SchoonerSail’s 1st Sailing Weekend In The UK

SchoonerSail’s 1st Sailing Weekend In The UK

SchoonerSail’s first group of guests joined Trinovante to get under way on the water last weekend.
The weather was fantastic, with sunshine and initial gentle breezes developing into fine sailing winds as the weekend wore on.

All our bank holiday sailing holiday weekends for this 2011 are now full.

We still have availibility on our other tall ships sailing holidays in Norway (sailing into the Arctic circle and visiting the Lofoten Islands), the Netherlands and UK this summer.

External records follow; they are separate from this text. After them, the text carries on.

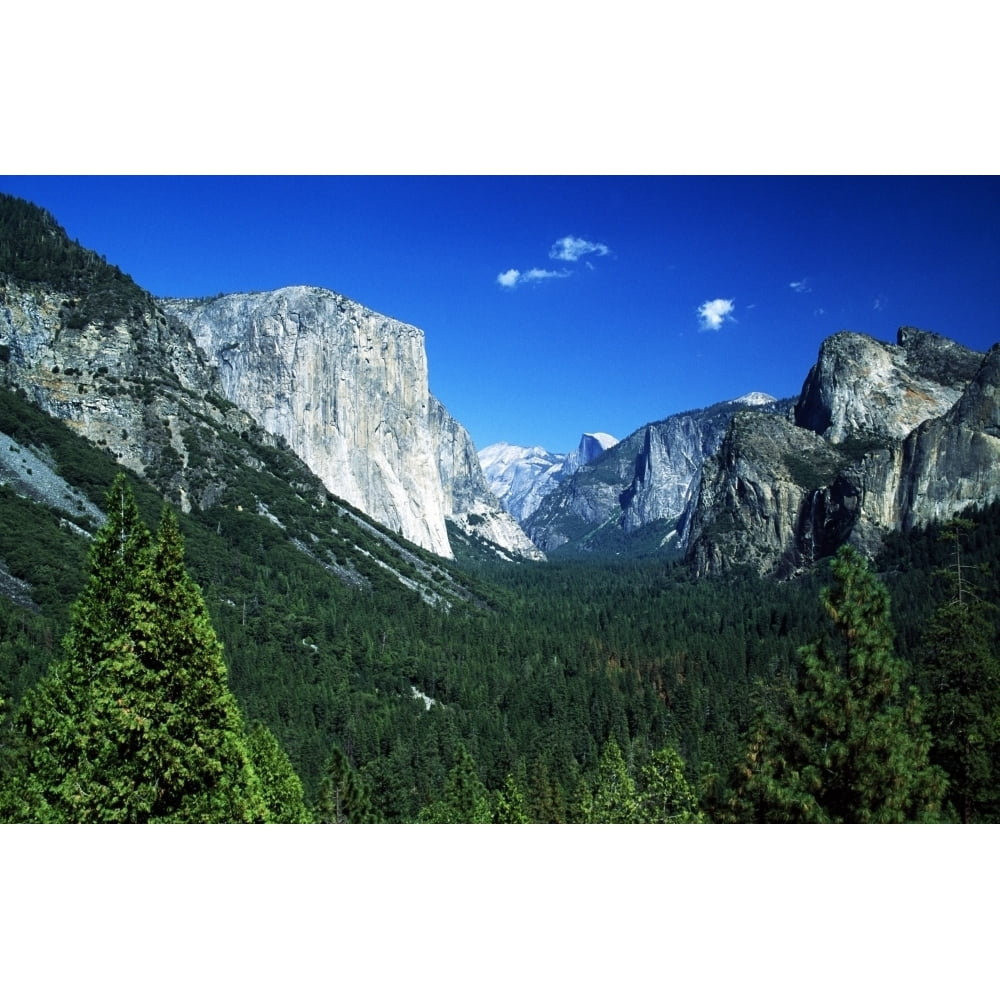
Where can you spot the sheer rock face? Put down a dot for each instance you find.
(347, 389)
(469, 502)
(651, 476)
(885, 437)
(522, 477)
(140, 387)
(861, 387)
(954, 461)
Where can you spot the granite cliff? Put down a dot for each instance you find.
(640, 487)
(341, 387)
(883, 437)
(521, 477)
(347, 389)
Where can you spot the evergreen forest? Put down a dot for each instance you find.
(276, 656)
(202, 668)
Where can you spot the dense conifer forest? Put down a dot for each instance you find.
(604, 691)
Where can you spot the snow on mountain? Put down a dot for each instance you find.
(520, 477)
(755, 399)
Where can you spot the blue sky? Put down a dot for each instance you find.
(558, 305)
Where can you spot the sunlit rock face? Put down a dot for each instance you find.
(469, 502)
(138, 386)
(884, 437)
(522, 477)
(344, 386)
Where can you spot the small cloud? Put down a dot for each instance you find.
(512, 276)
(573, 248)
(715, 312)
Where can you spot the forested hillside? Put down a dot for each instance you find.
(363, 679)
(538, 692)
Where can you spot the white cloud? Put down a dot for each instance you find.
(715, 312)
(573, 248)
(512, 276)
(538, 274)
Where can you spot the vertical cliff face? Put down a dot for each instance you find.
(862, 388)
(954, 460)
(885, 437)
(469, 502)
(135, 384)
(345, 387)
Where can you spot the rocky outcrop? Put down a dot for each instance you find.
(885, 437)
(863, 388)
(469, 502)
(644, 483)
(345, 387)
(137, 386)
(521, 477)
(954, 460)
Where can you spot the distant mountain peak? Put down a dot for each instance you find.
(755, 399)
(520, 477)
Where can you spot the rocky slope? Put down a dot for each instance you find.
(346, 388)
(136, 385)
(883, 437)
(470, 504)
(642, 485)
(521, 477)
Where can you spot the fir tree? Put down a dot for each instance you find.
(465, 799)
(959, 675)
(135, 722)
(510, 806)
(851, 746)
(666, 796)
(284, 796)
(615, 799)
(343, 798)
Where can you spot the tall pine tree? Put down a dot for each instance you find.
(851, 747)
(959, 676)
(135, 722)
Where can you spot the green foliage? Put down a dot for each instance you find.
(34, 249)
(615, 799)
(666, 796)
(284, 798)
(851, 746)
(959, 675)
(465, 799)
(135, 722)
(343, 798)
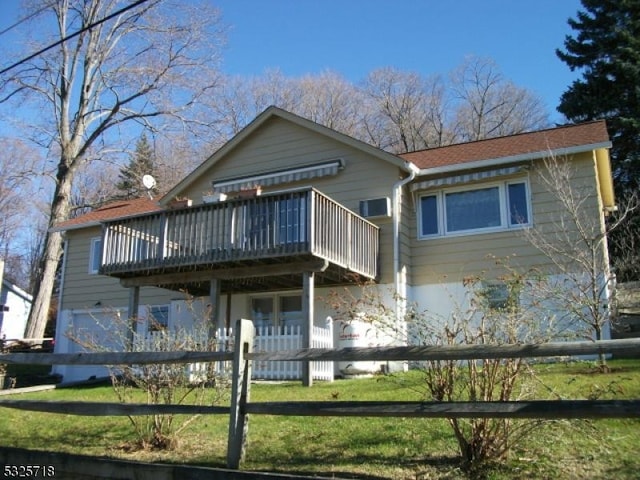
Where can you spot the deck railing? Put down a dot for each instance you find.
(292, 223)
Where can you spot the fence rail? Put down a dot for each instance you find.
(243, 357)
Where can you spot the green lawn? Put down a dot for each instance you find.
(393, 448)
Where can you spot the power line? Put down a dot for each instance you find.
(64, 39)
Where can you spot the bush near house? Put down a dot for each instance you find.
(382, 448)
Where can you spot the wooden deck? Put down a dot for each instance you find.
(242, 242)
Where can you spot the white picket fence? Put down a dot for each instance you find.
(267, 339)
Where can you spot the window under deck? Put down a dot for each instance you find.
(259, 243)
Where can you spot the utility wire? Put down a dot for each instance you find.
(69, 37)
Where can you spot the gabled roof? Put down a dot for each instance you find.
(262, 119)
(119, 209)
(562, 140)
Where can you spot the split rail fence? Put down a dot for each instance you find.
(243, 357)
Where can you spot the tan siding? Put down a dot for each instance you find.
(280, 145)
(452, 258)
(84, 290)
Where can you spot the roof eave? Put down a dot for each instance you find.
(260, 120)
(492, 162)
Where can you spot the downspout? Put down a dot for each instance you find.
(399, 280)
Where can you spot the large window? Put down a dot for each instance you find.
(494, 207)
(95, 255)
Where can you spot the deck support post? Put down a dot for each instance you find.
(308, 284)
(214, 301)
(134, 303)
(240, 390)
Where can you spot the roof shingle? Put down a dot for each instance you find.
(591, 133)
(121, 208)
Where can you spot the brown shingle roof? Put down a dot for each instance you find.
(565, 137)
(121, 208)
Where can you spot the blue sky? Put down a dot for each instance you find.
(354, 37)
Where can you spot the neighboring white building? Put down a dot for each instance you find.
(332, 211)
(15, 304)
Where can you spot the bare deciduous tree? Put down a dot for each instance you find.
(405, 111)
(489, 105)
(574, 239)
(151, 62)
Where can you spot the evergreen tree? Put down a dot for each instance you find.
(142, 163)
(606, 50)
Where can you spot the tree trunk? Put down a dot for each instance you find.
(51, 254)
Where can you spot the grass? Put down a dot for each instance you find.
(366, 448)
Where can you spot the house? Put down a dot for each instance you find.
(15, 304)
(332, 211)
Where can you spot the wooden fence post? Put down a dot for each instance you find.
(240, 389)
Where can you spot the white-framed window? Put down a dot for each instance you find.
(475, 209)
(95, 255)
(277, 310)
(157, 317)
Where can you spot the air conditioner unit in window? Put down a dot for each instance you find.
(375, 207)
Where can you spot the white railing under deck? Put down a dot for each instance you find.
(267, 339)
(291, 223)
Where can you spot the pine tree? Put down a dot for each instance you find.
(606, 50)
(142, 163)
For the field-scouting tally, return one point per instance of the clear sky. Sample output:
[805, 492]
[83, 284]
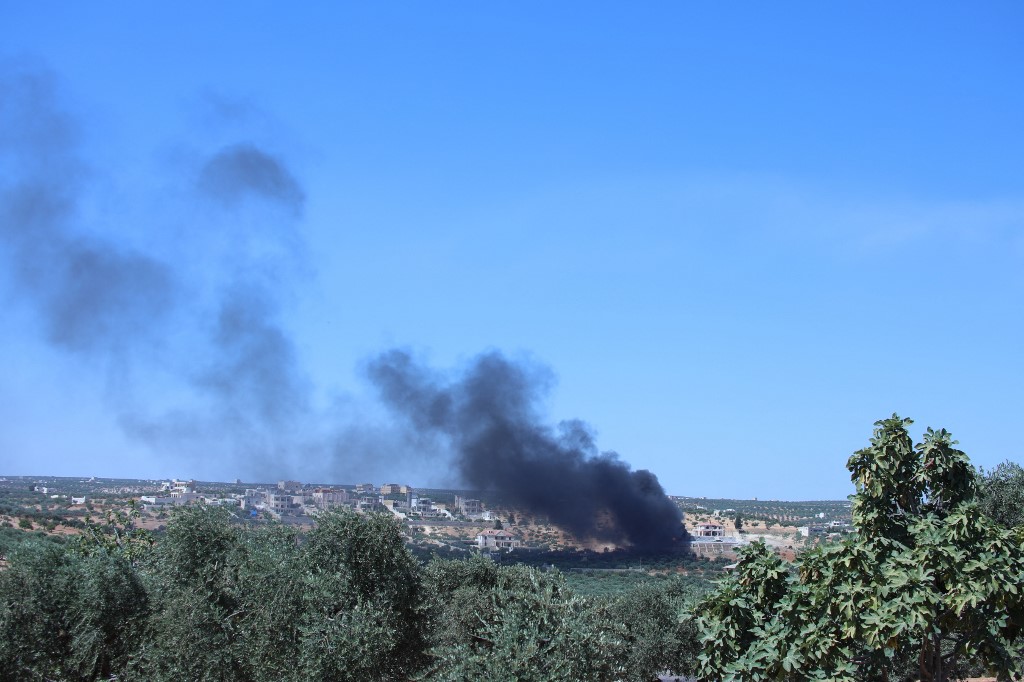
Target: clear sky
[736, 233]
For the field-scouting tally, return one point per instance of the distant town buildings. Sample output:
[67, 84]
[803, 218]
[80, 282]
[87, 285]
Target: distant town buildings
[709, 530]
[497, 540]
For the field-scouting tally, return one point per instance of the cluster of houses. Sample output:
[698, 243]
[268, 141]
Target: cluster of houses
[832, 528]
[292, 499]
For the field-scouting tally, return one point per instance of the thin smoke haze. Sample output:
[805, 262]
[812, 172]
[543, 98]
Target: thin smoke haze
[241, 394]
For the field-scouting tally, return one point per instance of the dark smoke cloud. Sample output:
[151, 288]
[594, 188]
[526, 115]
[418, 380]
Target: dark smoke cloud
[92, 295]
[243, 393]
[244, 170]
[212, 335]
[491, 416]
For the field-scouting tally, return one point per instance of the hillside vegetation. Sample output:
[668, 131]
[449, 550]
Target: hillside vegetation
[929, 587]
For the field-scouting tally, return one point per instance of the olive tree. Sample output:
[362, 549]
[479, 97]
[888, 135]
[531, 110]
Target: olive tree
[928, 578]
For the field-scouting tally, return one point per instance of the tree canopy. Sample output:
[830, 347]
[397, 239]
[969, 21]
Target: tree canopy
[928, 578]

Steering on a tall ship sailing weekend

Rob keeping a careful watch on the wind direction

The First Evening
On the first evening we dropped down the river Orwell under engine and had an alfresco evening meal on deck. It was the usual mixed bunch of people including Rob who, amongst other things, is an ex-army fitness trainer for British Military Fitness. Later in the week he demonstrated, on the marina pontoon, some challenging new types of press ups we never realised existed!

The Offshore Wind Farms
On the Thames Estuary there is currently a lot of activity surrounding the building of two big wind farms. One on the Gunfleet between Harwich and Brightlingsea and one on the Gabbard Bank about 25 miles offshore of Harwich.
The following morning we spotted this huge tow was bringing what looked liked like windturbine bases.

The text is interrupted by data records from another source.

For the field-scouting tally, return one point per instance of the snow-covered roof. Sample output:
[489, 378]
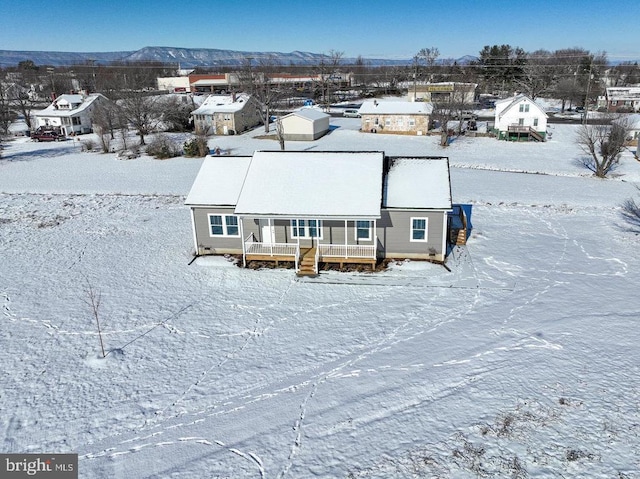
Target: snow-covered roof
[83, 103]
[316, 184]
[418, 183]
[503, 106]
[395, 108]
[309, 114]
[219, 181]
[222, 104]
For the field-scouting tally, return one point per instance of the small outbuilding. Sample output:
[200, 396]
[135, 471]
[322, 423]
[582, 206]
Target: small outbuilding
[399, 117]
[306, 124]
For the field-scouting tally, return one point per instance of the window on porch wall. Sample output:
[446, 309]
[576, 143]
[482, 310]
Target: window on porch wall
[223, 225]
[363, 230]
[306, 229]
[419, 229]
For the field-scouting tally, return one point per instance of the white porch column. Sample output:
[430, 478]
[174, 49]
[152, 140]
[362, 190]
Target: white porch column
[444, 235]
[244, 248]
[195, 234]
[271, 238]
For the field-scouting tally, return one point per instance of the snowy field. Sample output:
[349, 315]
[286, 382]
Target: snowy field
[523, 361]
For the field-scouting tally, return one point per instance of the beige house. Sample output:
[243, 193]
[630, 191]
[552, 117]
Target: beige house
[399, 117]
[306, 124]
[226, 114]
[70, 114]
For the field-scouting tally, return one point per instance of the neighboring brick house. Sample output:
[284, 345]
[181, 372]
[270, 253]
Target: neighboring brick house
[520, 118]
[226, 114]
[622, 99]
[398, 117]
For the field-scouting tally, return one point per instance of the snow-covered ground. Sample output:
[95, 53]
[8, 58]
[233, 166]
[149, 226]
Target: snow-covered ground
[520, 362]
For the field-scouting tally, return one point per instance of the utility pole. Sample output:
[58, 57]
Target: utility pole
[586, 100]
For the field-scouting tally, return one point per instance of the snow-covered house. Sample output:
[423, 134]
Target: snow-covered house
[520, 118]
[309, 207]
[400, 117]
[226, 114]
[305, 124]
[70, 114]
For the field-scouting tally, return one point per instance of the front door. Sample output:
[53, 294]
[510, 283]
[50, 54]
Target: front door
[268, 232]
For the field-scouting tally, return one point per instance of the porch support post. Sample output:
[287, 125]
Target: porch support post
[346, 240]
[195, 234]
[375, 238]
[270, 237]
[244, 247]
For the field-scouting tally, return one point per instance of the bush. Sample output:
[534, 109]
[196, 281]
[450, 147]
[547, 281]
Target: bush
[162, 147]
[196, 147]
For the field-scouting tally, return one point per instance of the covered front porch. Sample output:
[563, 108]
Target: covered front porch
[309, 242]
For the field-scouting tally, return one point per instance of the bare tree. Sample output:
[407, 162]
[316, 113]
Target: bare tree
[280, 132]
[631, 215]
[140, 110]
[326, 72]
[449, 108]
[93, 300]
[257, 81]
[537, 74]
[603, 144]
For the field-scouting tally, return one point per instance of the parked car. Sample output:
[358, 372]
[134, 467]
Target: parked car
[46, 135]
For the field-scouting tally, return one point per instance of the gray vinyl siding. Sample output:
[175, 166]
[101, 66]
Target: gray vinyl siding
[394, 234]
[208, 244]
[332, 232]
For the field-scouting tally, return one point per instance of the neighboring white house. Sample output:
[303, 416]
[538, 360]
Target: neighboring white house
[520, 118]
[308, 207]
[621, 99]
[399, 117]
[443, 92]
[226, 114]
[305, 124]
[70, 114]
[632, 122]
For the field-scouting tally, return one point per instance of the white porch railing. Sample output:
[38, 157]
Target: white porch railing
[347, 251]
[271, 249]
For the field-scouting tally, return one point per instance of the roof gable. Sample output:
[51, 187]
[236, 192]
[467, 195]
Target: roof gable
[313, 184]
[395, 108]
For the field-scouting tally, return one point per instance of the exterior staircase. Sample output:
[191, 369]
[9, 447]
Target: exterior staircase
[308, 266]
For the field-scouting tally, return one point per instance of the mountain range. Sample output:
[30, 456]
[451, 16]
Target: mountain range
[182, 57]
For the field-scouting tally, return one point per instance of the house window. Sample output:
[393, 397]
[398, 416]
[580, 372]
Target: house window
[363, 230]
[223, 225]
[419, 228]
[306, 229]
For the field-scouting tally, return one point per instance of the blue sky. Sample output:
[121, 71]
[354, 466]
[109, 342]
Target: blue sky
[373, 28]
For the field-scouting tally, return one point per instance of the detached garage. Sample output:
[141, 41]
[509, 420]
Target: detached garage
[306, 124]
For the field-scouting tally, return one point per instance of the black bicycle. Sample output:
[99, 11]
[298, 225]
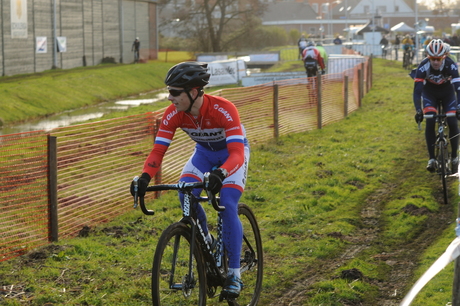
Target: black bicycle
[187, 269]
[442, 154]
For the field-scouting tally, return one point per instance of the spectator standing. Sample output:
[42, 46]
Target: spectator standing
[312, 58]
[135, 48]
[397, 43]
[302, 43]
[384, 44]
[455, 40]
[337, 41]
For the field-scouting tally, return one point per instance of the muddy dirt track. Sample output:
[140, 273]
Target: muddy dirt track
[402, 260]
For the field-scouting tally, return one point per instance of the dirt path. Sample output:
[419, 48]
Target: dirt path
[402, 260]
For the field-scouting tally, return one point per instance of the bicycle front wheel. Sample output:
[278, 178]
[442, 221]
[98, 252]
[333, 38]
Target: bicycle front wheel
[178, 277]
[444, 159]
[251, 258]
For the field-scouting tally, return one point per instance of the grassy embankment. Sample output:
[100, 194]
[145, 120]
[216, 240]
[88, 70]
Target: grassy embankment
[309, 191]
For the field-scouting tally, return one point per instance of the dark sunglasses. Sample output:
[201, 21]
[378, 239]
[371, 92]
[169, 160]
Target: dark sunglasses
[436, 59]
[176, 92]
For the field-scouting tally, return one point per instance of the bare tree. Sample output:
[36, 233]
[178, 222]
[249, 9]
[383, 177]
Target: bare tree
[212, 25]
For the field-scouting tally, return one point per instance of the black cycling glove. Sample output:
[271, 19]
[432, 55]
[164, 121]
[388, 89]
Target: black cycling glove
[142, 184]
[419, 116]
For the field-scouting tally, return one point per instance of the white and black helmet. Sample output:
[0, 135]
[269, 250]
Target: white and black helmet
[436, 48]
[188, 75]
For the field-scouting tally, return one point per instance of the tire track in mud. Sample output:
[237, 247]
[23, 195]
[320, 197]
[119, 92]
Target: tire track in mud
[402, 260]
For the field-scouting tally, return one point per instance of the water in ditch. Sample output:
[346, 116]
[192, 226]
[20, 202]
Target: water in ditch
[82, 114]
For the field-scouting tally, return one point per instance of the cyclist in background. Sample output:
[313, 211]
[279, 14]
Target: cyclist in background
[434, 78]
[312, 58]
[323, 53]
[408, 46]
[221, 149]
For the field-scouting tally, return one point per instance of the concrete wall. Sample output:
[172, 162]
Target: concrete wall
[94, 30]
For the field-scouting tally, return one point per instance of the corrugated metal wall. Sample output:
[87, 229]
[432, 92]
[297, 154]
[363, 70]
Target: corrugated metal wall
[94, 30]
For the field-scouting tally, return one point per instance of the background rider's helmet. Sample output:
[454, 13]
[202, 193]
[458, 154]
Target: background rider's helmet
[188, 75]
[447, 46]
[436, 48]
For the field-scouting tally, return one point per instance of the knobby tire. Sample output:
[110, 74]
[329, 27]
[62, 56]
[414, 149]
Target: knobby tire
[171, 265]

Wind turbines on tow near Harwich

Wind turbine equipment being towed near Harwich

Tying a marlin spike hitch

Learning to tie a marlin spike hitch

The weekend was turning into a fairly leisurely, gentle
cruise as we headed to anchor off a beach in the Colne on
the second night.
In the warm evening breeze the new crew sat around
watching the sun going down over a couple of beers.

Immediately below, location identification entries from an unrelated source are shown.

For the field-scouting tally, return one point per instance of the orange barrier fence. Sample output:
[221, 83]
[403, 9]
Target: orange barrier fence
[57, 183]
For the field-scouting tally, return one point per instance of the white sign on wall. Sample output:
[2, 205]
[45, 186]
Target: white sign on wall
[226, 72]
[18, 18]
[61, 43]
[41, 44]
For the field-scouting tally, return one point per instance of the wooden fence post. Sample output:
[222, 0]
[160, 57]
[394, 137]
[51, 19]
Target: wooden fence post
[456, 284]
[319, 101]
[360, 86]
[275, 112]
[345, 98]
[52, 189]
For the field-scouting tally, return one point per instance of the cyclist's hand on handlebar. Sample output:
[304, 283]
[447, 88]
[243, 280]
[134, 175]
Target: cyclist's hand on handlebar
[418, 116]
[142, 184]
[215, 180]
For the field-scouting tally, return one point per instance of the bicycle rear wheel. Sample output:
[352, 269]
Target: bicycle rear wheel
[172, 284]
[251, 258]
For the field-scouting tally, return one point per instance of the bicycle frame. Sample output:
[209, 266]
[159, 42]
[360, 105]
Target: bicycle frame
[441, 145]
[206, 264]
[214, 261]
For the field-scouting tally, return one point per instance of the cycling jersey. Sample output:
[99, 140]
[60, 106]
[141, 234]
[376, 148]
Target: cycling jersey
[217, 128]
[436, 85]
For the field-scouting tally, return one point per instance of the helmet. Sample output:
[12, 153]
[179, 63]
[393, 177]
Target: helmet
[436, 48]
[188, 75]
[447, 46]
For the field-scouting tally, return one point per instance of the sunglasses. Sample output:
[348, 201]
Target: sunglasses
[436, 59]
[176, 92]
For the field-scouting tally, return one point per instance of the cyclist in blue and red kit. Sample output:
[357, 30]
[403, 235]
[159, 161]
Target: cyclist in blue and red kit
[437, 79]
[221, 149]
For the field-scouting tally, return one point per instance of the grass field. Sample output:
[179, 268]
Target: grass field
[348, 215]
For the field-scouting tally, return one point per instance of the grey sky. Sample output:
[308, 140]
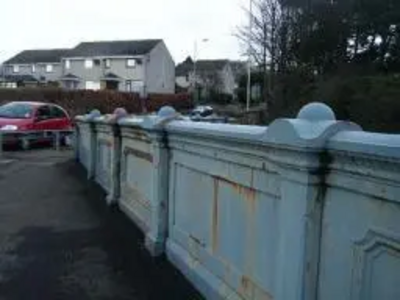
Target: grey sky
[31, 24]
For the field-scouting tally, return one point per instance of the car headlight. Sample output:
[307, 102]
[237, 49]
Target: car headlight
[9, 127]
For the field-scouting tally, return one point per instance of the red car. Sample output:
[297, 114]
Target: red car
[28, 123]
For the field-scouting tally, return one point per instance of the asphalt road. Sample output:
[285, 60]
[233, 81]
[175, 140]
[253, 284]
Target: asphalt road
[58, 240]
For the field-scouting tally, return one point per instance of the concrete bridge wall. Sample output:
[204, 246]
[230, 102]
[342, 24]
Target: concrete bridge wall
[307, 208]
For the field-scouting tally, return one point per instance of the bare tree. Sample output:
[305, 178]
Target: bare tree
[268, 41]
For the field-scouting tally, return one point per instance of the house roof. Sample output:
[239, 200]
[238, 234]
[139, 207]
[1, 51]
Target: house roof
[38, 56]
[201, 66]
[111, 77]
[104, 48]
[20, 78]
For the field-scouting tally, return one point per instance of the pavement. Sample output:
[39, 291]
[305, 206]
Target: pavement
[58, 240]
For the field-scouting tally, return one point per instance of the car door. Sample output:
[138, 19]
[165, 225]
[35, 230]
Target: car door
[60, 118]
[43, 124]
[43, 119]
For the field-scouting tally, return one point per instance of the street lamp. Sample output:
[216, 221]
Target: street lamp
[248, 96]
[195, 66]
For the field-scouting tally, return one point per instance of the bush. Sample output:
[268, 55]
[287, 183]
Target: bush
[82, 101]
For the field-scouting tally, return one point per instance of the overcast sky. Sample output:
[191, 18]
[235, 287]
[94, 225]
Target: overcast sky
[32, 24]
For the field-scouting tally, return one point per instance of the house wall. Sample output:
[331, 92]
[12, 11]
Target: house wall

The following day we sailed back to Half Penny
Pier in Harwich with everyone having a go helming.
Everyone learnt a few new basic seamanship skills
such as tying a marlin spike hitch.

Lynne getting the hang of steering.

Lynne getting the hang of steering

Homeward bound
It was soon time to head back to Ipswich but we managed to squeeze in a sail out into Harwich Harbour and a fast sail on the tide up the Stour and back. Lynne steered a steady course for this last leg amongst lots of anchored boats even with the wind fine on the bow and lots of wind shifts to contend with. Afterwards she said

The taster weekend for me was an eye opener as you don’t need experience to be part of the crew and get involved. Glad I had the experience.

We’ll leave you with photos of a few interesting boats we spotted over the weekend.

Sailing boat - a spray type

Rory, a local sailor out for his first sail of the year in his spray

Catamaran Pelican of Hamble

The Pelican of Hamble, what looks like a home built catamaran. We spotted her sailing quite nicely to windward amongst the moorings on the Orwell

Leigh bawley

A local traditional boat - a bawley from Leigh on Sea, near Southend.